The brain, the brain

By JP MALIG

 

 

DOES your brain hurt? Why ask yourself that question when you are told that there are over 30,000 different kinds of protein swirling around in there?

Is it any wonder it hurts when you consider that a gram of brain tissue uses more energy in keeping you conscious than a gram of muscle uses to lift a barbell? When you consider that your brain consumes about a quarter of all the calories you use in a day?

But before you weight-watchers start getting excited and begin reaching for volumes of philosophy books, let me quickly add that bending your brain to understand all of Keikergaard’s works uses no more calories than taking a bath or picking your nose.

Unfortunately for fat people, the fact is most of the calories get used in keeping the old gray matter running, or Keikergaard would have been unwittingly responsible for the world’s first miracle diet.

Dealing with a normal headache is no easy matter, more so with migraine.

The problem is that brain cells are determinedly social. They will insist on speaking to their neighbors – up to 100,000 of them at any one time. And with all the mental sensation that is the inevitable corollary of an urban thoroughfare in the middle of rush hour , the electrical firing that’s going on in the central head set must look like the sky above Nagasaki during World War II.

If only the brain wasn’t such an efficient little bastard – just two percent of a person’s total body weight. In my case, less than two kilograms.

Like a renegade computer, it will insist on making hundreds of back-up copies of thoughts – even the thoughts one had hoped one had forgotten – storing them in all sorts of neuronal nooks and cranial crannies.

It is like the prudent man going abroad, who - having considered the possibility of being robbed - separates his cash and spreads it around throughout his person and luggage.

This is why when one part of the brain is physically destroyed, for example that part dealing with the recognition of color, there’s another part of the brain, which can manage it just as well.

Try as I might prevent it, my more hyperactive brain cells just love talking to the others, explaining to them their logical pictures of facts, in an attempt to win them round to their cause.

This brought me no small discomfort until recently – insomnia being the worst torment of the creative mind.

And so I read to satisfy my brain hunger for knowledge and appease the angry and restless natives.

To read is to live within the pages of a book and the brain, assisted by the sense of sight, is our mansion and vehicle. The rest of the senses – in the act of reading – are inessential to say the least in the occurrence of the experience.

Indeed, many of my profound experiences have occurred within the pages of a book. Experiences which have affected my life and yours.

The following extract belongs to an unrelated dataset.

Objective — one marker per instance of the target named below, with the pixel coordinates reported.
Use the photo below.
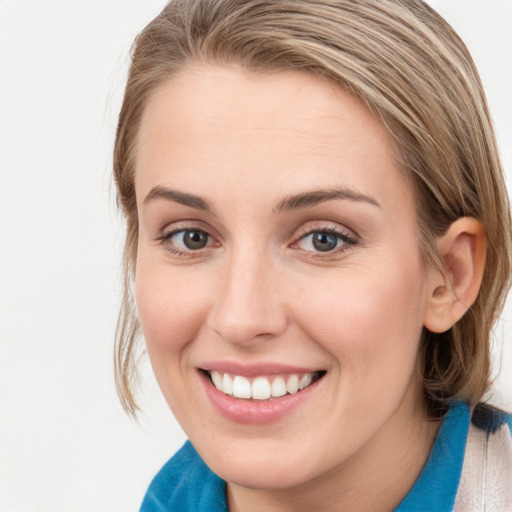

Have you ever caught yourself reading? You know, you’re sitting in a chair, engrossed in a good book, enjoying the story and the author’s prose-style, then suddenly, it’s as if you have an out-of-body experience and you catch yourself as you really are; not trading wisecracks with Mike Royko, or struggling with Moriarty atop Reichenbach Falls, but as someone sitting alone in a room, with a book open in your lap.

It can be quite shocking. Like a sudden jolt of Phenotiazine to the schizoprenic. One minute, she’s battling terrorists on board Air Force One and the next, she’s just a girl in a bed wearing a pair of dirty pajamas.

It conjures up such a powerful image of someone not just living but lost within the pages of a book, oblivious to the exterior physical world, to the hand which turns the page, even to the eye and the visual field which conducts the printed information to the brain and its ever active cell units.

It is the rare ability of our brain and our sense of sight, to step in and out of the picture, that distinguishes the act and experience of reading.

Without a book, I am chained to the earth. Reading, I am Prometheus Unbound.

I think my brain feels a lot better already.